Ça fait trois heures que je suis réveillé. Dans le noir complet, allongé sur mes deux matelas entre une couette et un duvet.

Je n’ai pas envie de me lever.

Je vais forcément me lever, par obligation, parce qu’il faut que je fasse cet après-midi la lessive qui me permettra de m’habiller propre cette semaine. Parce que j’aime me sentir propre, et surtout parce que je serai susceptible de rencontrer des gens bien pour qui c’est important.

Mais je n’ai pas envie de me lever.

Je vais peut-être me lever, parce que ma colocataire a accepté de me servir de cobaye pour mon entraînement au massage, et que m’entraîner me permettrait d’être fin prêt et apprécié si un jour se trouve en face de moi un dos à qui j’ai l’intention de plaire.

Mais je préfèrerai me nicher sous ma couette, au chaud. Tout seul. À attendre.

Attendre une vraie raison de vivre au grand jour, d’interagir avec ce monde que je désapprouve tellement plus que je ne l’apprécie… Attendre une motivation irrationnelle pour exister simplement.

Hier j’ai vu des gens bien pour qui je ne suis qu’un gen, peut-être bien, mais qu’un quelconque au milieu de tous.
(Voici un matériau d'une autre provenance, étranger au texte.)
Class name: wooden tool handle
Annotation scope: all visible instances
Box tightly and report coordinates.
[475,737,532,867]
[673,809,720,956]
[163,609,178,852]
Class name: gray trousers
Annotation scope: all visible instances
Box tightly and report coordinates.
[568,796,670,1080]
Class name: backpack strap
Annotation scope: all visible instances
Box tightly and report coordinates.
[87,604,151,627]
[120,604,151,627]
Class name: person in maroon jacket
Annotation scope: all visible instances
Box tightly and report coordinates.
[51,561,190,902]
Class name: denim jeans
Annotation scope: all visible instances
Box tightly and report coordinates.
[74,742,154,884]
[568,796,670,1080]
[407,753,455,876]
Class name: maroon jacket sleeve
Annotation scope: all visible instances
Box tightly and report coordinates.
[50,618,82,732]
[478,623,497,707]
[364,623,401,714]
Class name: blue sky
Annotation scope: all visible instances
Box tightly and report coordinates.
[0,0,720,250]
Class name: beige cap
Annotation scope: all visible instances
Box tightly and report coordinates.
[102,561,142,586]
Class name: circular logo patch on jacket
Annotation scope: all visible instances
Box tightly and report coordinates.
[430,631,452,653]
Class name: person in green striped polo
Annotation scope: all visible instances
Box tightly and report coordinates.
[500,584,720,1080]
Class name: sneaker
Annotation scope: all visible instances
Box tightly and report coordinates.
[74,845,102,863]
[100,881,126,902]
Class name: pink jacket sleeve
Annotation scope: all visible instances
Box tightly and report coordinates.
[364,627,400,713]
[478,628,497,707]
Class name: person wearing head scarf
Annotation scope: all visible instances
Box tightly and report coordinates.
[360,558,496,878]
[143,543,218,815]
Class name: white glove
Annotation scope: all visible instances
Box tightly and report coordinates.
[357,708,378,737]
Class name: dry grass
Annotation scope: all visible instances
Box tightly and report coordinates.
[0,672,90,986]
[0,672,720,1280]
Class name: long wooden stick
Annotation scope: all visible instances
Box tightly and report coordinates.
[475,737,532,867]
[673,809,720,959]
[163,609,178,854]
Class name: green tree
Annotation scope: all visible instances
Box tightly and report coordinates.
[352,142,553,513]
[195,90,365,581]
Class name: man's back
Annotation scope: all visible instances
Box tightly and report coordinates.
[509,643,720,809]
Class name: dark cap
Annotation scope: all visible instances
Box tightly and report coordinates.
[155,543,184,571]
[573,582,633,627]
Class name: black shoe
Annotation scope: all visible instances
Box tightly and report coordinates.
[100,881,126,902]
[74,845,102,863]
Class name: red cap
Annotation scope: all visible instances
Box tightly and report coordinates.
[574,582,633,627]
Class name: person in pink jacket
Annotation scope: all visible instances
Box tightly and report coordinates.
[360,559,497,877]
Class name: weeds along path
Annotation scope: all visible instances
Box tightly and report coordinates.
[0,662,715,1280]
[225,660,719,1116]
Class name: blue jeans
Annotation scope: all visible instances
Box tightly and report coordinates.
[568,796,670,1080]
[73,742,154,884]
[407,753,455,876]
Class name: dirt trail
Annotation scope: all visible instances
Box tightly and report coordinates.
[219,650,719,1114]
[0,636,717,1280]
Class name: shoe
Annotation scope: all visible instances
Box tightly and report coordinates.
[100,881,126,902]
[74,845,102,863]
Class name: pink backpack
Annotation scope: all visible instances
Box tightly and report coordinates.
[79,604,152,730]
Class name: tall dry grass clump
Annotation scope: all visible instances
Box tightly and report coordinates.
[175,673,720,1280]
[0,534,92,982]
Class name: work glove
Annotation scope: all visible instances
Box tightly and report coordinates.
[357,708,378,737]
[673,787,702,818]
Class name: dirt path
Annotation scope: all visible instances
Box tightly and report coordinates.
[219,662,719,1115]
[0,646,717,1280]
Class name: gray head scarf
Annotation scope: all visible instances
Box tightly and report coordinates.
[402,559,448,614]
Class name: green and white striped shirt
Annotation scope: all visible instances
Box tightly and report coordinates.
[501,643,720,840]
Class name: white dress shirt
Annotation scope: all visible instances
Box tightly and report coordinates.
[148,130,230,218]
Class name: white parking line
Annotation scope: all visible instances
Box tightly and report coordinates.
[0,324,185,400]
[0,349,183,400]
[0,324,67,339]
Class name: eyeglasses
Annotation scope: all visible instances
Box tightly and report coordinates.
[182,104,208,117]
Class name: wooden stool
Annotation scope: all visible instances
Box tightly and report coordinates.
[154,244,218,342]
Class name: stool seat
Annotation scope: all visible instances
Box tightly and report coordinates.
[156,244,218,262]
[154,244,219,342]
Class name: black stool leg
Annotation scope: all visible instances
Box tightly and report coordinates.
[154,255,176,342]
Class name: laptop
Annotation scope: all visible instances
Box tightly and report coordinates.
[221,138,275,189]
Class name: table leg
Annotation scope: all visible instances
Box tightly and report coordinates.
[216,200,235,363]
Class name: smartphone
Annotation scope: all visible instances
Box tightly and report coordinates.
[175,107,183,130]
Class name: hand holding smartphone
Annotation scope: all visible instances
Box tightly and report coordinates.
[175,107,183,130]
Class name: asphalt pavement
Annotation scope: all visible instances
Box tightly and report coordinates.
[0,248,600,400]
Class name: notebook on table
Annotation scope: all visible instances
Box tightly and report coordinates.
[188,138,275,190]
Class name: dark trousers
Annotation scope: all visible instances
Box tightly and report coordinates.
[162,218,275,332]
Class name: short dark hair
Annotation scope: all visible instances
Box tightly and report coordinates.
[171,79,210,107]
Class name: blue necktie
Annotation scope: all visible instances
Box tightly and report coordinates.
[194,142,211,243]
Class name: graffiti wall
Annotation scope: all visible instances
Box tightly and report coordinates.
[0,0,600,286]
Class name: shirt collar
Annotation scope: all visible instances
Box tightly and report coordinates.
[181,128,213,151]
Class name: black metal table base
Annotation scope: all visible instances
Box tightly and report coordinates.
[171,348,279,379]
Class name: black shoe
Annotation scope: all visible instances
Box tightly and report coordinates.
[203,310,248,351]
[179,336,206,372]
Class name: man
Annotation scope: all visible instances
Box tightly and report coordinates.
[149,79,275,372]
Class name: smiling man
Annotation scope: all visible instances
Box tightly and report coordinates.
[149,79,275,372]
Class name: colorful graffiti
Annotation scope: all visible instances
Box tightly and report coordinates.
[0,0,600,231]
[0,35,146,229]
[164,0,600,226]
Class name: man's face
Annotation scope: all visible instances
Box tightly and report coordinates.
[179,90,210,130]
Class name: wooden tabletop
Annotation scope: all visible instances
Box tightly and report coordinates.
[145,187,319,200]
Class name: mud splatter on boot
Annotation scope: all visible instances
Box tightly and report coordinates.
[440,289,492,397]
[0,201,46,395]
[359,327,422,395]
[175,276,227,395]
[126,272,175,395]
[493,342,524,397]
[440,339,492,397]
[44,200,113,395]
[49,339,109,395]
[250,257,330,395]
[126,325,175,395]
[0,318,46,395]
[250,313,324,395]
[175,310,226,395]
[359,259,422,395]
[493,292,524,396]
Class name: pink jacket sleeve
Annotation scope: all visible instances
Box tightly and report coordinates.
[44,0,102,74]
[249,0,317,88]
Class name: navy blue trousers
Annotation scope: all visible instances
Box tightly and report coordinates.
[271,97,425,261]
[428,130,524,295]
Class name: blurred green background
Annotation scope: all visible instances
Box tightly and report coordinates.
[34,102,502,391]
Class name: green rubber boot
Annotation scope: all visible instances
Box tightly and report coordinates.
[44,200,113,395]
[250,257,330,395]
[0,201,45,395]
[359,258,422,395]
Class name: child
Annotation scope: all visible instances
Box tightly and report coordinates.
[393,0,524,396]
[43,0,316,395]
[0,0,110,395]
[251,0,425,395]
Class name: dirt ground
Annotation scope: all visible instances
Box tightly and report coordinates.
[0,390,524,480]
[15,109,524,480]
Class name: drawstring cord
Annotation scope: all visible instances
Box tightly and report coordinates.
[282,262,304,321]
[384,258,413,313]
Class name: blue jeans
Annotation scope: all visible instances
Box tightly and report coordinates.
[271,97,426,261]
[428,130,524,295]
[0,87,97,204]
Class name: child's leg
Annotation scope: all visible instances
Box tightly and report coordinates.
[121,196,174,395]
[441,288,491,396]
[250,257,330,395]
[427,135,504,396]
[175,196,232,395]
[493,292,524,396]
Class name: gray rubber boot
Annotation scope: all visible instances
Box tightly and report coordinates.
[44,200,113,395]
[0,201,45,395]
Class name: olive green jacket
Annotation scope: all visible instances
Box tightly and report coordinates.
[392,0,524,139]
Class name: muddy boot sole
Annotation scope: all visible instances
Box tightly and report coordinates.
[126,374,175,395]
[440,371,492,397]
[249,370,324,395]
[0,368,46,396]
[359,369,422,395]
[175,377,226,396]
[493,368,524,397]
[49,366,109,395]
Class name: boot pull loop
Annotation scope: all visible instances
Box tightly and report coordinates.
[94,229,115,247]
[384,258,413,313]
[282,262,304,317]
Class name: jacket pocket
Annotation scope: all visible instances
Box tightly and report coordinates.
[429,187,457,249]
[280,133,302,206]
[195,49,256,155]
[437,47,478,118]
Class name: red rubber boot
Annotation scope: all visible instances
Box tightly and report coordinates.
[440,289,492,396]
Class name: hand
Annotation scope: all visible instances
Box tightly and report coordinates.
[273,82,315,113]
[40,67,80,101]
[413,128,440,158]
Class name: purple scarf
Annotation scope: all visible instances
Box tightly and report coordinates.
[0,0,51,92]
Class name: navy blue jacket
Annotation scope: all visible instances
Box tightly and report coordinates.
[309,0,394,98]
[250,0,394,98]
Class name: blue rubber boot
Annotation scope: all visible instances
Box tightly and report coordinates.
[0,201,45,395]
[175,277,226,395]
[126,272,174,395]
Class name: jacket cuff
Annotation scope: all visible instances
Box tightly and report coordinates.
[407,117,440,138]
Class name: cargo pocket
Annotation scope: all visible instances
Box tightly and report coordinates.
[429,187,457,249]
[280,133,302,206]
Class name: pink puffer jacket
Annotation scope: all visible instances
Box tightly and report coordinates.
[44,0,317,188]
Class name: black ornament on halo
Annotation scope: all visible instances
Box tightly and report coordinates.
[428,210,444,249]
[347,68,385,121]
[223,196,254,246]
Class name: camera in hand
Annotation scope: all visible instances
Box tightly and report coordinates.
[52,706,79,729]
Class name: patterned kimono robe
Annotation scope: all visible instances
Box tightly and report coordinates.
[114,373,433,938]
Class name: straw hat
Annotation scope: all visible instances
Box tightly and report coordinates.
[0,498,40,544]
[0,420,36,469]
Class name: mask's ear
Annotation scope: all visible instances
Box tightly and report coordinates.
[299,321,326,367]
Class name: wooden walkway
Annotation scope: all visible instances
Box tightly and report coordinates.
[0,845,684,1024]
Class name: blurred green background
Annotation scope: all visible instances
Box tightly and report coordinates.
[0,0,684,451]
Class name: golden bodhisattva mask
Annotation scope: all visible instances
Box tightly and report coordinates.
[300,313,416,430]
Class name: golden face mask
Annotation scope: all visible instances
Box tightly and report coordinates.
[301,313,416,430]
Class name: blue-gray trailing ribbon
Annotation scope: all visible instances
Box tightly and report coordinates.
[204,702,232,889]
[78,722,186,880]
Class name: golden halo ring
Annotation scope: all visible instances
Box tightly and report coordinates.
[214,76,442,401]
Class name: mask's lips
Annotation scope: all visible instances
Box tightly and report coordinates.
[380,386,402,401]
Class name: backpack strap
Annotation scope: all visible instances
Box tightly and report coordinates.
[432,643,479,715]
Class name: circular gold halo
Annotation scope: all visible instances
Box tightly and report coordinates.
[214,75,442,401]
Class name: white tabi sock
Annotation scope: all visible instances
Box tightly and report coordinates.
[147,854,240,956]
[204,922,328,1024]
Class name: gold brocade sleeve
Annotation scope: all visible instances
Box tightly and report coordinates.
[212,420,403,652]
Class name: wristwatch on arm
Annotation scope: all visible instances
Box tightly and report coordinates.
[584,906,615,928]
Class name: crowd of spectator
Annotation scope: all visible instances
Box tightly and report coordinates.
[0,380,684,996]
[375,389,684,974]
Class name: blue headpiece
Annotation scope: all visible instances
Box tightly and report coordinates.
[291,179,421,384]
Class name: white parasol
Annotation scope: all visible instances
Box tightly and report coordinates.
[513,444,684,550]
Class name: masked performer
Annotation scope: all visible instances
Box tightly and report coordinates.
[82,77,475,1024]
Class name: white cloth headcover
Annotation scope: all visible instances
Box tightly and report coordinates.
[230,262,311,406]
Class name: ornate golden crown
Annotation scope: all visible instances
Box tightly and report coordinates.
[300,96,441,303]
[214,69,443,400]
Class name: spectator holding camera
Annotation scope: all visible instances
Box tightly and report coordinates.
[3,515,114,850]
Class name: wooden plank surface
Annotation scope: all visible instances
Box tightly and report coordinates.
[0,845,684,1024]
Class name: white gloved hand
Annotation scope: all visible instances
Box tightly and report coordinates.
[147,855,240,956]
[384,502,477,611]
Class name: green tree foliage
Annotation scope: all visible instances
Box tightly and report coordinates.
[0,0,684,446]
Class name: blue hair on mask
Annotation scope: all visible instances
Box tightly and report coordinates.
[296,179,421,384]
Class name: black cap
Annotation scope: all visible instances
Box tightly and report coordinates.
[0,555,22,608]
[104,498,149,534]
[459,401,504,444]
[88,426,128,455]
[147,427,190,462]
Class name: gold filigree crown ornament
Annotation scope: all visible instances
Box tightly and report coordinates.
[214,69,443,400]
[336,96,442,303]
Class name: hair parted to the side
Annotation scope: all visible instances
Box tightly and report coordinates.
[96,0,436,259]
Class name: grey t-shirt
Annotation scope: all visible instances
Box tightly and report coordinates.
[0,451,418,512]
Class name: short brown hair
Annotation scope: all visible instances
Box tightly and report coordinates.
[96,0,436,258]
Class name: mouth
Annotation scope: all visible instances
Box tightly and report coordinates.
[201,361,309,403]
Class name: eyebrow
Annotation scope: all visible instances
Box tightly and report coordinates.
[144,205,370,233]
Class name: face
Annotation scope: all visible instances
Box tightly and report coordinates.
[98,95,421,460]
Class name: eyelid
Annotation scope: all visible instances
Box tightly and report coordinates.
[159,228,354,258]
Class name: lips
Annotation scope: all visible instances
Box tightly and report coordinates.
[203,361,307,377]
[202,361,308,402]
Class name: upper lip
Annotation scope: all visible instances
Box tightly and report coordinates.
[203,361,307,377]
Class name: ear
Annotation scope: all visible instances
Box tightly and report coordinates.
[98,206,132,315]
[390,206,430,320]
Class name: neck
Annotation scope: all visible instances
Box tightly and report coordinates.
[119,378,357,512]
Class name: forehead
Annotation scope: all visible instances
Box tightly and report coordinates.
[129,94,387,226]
J’ai beau être humble, je me sens bien seul ce matin.

Ah, oups, on me dit que la journée est bientôt terminée.

Snif.

C’est trop difficile pour moi d’accepter que deux êtres humains puissent entretenir mutuellement beaucoup d’estime à l’égard de l’autre sans que leur relation ne s’élève par rapport à la banalité sociale, sans qu’elle transcende la consensualité pour devenir privilégiée parmi les autres.

Je conchie sur l’indifférence, sur l’inhibition sociale de l’expression de l’empathie et de la sympathie.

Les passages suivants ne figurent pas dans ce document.